When Campbell pointed out that several boxers whose families had once been migrants, such as Nigel Benn, Chris Eubank and Naseem Hamed, had helped line the Hearn wallet, the Orient chairman replied: “In my ideal world I would have to let those three in because they made me so much money and I would obviously change my principles at that stage, being the person I am.”

Although the Leyton Orient Community Programme operates as an independent registered charity, and is not funded by the club, Hearn has never been slow to miss a photo opportunity when the scheme is in the limelight. But following this outburst the Community Programme has sought to distance itself from him and, by association, from the club itself.

A statement issued by the Community Programme noted that: “Leyton Orient FC is situated in one of the most ethnically diverse areas of the country, which includes many refugees, asylum seekers and other minority communities. The Community Programme is proud of its work with these communities. The views expressed by Barry Hearn contradict completely the principles of the Community Programme.”
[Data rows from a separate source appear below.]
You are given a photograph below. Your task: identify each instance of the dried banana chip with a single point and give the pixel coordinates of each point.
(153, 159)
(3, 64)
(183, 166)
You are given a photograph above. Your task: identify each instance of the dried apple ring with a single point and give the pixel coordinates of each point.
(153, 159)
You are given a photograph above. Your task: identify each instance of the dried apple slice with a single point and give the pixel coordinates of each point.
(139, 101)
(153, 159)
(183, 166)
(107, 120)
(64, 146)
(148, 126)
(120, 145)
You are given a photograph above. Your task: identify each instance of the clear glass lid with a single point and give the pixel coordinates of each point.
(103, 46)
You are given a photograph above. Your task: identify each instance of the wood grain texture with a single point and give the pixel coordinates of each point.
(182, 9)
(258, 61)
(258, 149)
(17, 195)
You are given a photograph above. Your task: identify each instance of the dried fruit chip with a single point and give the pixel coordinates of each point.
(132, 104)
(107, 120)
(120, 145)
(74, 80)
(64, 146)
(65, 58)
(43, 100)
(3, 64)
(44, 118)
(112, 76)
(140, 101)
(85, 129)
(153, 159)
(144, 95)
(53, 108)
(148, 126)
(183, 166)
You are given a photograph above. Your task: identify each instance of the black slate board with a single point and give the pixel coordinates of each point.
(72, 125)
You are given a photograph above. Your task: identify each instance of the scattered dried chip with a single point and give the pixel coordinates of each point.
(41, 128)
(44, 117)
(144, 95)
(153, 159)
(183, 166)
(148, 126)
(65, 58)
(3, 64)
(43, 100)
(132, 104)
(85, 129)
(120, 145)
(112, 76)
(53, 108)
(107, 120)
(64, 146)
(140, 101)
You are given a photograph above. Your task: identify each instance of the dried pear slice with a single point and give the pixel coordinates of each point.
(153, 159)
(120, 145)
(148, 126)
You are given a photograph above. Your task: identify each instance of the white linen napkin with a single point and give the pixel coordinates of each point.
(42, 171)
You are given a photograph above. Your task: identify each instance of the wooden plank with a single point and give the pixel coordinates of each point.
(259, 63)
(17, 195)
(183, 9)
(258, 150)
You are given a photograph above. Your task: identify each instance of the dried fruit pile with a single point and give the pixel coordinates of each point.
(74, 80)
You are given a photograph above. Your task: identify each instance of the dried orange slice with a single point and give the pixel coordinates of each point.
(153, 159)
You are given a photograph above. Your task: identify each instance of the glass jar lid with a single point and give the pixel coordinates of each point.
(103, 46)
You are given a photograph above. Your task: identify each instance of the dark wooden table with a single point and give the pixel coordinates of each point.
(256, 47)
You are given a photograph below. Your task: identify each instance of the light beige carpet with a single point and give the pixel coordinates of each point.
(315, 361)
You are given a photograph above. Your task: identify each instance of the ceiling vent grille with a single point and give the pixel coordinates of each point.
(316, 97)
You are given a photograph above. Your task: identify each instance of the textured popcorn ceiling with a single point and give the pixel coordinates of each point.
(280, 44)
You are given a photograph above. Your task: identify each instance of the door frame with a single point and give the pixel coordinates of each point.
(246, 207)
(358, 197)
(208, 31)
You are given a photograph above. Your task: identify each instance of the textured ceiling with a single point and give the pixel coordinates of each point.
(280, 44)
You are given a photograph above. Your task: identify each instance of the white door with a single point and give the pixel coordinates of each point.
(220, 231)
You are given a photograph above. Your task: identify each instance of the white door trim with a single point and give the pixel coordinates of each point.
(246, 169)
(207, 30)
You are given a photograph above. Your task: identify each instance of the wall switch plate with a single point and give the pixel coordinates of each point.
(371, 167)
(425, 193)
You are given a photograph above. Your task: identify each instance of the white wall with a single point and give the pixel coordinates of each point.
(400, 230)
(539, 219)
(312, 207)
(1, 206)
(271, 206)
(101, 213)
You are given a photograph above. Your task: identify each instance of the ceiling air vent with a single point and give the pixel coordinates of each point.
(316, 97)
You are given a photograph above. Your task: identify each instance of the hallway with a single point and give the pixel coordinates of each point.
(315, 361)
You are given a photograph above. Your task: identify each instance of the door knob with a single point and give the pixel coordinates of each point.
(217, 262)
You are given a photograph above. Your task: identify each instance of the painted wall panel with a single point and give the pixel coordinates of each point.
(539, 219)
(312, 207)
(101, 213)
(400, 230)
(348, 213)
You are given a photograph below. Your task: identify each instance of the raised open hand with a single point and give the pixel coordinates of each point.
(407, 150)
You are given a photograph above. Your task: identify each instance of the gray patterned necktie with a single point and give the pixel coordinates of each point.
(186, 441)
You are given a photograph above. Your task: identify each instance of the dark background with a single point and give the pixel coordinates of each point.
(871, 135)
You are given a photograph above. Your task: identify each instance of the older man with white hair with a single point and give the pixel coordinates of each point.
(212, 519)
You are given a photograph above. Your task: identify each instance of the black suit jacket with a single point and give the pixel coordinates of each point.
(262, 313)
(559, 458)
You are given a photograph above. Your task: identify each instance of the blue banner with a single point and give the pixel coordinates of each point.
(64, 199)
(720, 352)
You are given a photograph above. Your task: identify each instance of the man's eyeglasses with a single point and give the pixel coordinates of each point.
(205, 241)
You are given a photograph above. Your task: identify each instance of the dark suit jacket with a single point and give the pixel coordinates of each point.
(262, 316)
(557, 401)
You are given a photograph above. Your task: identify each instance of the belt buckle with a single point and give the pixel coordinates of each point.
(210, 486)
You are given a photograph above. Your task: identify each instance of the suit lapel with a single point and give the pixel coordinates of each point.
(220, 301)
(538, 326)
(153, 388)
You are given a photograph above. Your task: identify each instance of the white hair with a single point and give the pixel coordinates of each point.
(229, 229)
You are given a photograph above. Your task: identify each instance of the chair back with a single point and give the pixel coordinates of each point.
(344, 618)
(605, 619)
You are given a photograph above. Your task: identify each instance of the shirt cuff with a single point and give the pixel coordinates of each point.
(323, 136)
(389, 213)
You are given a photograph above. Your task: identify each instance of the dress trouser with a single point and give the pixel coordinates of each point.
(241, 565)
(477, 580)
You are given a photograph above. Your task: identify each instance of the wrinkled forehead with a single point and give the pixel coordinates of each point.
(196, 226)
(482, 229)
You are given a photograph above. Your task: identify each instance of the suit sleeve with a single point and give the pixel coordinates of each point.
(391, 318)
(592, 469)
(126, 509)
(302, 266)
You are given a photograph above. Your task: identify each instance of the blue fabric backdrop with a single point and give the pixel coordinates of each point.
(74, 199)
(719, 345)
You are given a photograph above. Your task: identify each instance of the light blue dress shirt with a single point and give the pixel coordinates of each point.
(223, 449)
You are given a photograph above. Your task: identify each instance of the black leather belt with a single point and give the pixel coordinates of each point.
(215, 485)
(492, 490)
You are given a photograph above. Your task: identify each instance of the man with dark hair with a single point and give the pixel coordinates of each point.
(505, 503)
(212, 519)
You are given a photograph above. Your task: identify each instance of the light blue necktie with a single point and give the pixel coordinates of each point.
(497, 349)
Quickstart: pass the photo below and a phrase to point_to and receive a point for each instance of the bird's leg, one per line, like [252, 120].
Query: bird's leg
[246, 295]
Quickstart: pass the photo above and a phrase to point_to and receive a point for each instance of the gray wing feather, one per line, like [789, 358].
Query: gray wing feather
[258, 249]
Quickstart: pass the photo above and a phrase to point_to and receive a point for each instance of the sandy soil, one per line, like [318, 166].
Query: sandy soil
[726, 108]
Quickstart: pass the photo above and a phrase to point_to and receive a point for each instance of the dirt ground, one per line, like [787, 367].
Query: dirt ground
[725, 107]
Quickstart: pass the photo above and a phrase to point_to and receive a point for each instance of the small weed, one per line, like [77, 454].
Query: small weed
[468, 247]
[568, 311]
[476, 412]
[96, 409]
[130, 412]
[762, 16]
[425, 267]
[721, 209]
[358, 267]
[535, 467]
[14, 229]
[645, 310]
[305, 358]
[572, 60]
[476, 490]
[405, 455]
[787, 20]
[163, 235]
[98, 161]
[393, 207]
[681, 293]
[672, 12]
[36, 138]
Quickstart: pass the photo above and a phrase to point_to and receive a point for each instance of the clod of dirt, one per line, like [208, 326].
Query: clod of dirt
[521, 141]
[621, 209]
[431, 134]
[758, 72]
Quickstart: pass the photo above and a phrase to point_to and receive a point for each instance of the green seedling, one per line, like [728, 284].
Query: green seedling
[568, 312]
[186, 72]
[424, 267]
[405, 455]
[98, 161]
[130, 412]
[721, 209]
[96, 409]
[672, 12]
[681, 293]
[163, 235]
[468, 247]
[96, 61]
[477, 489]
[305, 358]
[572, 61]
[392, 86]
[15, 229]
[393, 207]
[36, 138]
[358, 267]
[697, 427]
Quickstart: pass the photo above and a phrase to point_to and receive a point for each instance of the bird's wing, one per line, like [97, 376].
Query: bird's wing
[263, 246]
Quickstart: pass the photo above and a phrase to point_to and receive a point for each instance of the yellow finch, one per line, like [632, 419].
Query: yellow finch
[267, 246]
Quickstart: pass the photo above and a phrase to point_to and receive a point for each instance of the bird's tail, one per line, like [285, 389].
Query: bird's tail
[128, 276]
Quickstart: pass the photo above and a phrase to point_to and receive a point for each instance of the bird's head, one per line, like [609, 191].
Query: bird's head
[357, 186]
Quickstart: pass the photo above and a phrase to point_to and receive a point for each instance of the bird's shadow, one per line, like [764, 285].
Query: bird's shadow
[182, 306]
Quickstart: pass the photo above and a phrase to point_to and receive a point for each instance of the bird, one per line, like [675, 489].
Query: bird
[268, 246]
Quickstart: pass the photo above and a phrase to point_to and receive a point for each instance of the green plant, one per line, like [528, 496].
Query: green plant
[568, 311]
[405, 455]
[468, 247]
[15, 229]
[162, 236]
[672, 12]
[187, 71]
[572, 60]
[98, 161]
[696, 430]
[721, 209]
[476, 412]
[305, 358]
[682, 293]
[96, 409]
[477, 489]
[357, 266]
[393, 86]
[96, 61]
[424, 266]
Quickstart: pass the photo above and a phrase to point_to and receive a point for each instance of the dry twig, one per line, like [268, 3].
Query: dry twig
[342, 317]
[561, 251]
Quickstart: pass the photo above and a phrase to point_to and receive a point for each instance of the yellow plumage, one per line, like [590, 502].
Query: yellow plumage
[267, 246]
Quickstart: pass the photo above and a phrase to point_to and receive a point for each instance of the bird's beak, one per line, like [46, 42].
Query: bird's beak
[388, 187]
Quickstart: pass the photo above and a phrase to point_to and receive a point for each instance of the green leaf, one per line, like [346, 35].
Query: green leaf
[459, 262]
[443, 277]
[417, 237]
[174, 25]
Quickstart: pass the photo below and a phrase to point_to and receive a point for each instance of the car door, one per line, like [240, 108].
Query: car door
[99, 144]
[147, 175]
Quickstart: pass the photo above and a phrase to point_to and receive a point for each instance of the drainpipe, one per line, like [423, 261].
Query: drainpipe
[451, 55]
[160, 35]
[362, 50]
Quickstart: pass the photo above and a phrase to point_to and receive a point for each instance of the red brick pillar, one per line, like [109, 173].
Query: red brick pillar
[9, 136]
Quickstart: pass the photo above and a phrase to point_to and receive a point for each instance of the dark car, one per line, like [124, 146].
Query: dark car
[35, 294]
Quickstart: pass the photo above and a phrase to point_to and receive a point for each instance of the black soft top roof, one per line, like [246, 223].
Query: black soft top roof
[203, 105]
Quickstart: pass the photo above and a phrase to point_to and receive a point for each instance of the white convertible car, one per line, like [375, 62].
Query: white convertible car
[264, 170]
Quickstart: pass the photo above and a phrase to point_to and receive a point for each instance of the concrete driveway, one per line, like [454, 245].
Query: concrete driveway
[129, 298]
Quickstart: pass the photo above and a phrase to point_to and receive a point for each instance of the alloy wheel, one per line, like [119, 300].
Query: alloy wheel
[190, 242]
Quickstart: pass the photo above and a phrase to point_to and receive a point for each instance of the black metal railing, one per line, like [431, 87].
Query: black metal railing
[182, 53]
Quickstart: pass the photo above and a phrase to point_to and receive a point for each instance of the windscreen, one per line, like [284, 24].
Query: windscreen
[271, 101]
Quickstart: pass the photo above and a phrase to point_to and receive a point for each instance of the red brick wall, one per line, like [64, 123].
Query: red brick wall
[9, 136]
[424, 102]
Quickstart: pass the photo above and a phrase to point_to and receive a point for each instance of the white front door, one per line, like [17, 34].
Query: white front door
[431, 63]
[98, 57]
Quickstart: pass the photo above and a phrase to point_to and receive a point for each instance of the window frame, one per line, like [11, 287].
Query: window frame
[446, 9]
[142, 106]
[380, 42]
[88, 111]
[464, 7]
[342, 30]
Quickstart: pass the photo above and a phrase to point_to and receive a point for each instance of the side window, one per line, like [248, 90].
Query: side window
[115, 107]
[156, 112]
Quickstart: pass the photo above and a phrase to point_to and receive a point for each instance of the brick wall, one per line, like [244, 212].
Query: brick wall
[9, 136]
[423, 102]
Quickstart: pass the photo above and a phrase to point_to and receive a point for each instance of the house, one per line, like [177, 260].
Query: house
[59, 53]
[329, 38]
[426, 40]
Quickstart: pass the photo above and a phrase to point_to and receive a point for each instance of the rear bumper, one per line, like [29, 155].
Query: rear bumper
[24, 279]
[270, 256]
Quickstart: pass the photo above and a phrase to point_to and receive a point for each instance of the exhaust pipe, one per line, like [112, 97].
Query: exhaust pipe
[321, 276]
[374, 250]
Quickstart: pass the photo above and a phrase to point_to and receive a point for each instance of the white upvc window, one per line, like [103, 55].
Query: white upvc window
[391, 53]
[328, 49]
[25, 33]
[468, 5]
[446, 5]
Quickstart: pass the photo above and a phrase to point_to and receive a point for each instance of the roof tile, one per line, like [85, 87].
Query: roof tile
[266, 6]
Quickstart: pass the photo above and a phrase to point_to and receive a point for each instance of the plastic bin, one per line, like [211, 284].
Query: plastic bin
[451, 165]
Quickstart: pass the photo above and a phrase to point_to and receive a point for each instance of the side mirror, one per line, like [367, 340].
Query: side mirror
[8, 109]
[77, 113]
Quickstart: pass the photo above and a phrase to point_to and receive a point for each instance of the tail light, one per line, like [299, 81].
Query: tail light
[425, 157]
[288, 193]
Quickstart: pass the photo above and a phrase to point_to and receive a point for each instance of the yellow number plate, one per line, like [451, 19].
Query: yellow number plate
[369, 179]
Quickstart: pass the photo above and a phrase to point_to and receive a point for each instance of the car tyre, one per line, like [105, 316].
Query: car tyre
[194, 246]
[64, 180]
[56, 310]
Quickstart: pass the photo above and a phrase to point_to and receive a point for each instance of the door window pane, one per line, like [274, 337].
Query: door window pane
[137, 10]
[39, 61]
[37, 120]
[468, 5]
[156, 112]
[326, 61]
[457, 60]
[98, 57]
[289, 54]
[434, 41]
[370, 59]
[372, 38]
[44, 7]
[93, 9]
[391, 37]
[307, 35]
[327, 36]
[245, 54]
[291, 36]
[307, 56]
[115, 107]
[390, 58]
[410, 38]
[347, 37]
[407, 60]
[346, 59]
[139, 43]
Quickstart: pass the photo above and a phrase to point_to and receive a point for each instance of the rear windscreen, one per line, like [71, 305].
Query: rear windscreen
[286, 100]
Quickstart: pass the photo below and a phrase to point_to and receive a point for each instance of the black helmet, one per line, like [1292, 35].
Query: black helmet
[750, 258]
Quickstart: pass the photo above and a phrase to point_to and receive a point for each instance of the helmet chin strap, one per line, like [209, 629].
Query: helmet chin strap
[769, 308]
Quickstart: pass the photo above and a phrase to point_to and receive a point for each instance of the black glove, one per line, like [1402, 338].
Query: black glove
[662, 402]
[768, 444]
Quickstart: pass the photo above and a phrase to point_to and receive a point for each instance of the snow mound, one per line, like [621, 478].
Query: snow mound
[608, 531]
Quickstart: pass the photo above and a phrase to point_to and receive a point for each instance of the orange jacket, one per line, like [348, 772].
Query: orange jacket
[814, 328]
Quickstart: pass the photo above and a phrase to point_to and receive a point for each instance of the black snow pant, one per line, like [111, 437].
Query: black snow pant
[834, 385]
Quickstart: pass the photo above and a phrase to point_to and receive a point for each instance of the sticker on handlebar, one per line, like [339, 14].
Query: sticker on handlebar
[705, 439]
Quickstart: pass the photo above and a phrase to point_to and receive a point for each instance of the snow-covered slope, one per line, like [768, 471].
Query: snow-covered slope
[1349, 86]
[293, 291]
The Leyton Orientear fanzine drew attention to “the enormous damage” Hearn’s views would do to the club’s attempts to reach out more to its locality and insisted that “our chairman represents nobody but himself on this issue”. They urged the Football League to reconsider Hearn’s position as the Third Division’s representative on the League’s management board in the light of his comments.

Hearn was notably absent from Orient’s next home game, against Darlington (he may have been preoccupied with the promotion of the Naseem Hamed fight which took place the following day), and so avoided the sight of Orient substitute Iyseden Christie warming up in a T-shirt bearing an anti-racist message. Nor did he run the risk of bumping into youth team star Niam Uka, a Kosovan refugee who has seemingly traded in his windscreen squeegie for a pair of football boots.

Club stewards, however, prevented a group of fans displaying the official banner of the Kick Racism Out Of Football campaign, claiming they were acting on orders from the club. Feelings towards Hearn have been running high among Os fans since he branded those who dared to object to his running of the club as “morons”. For many supporters these latest comments are the last straw.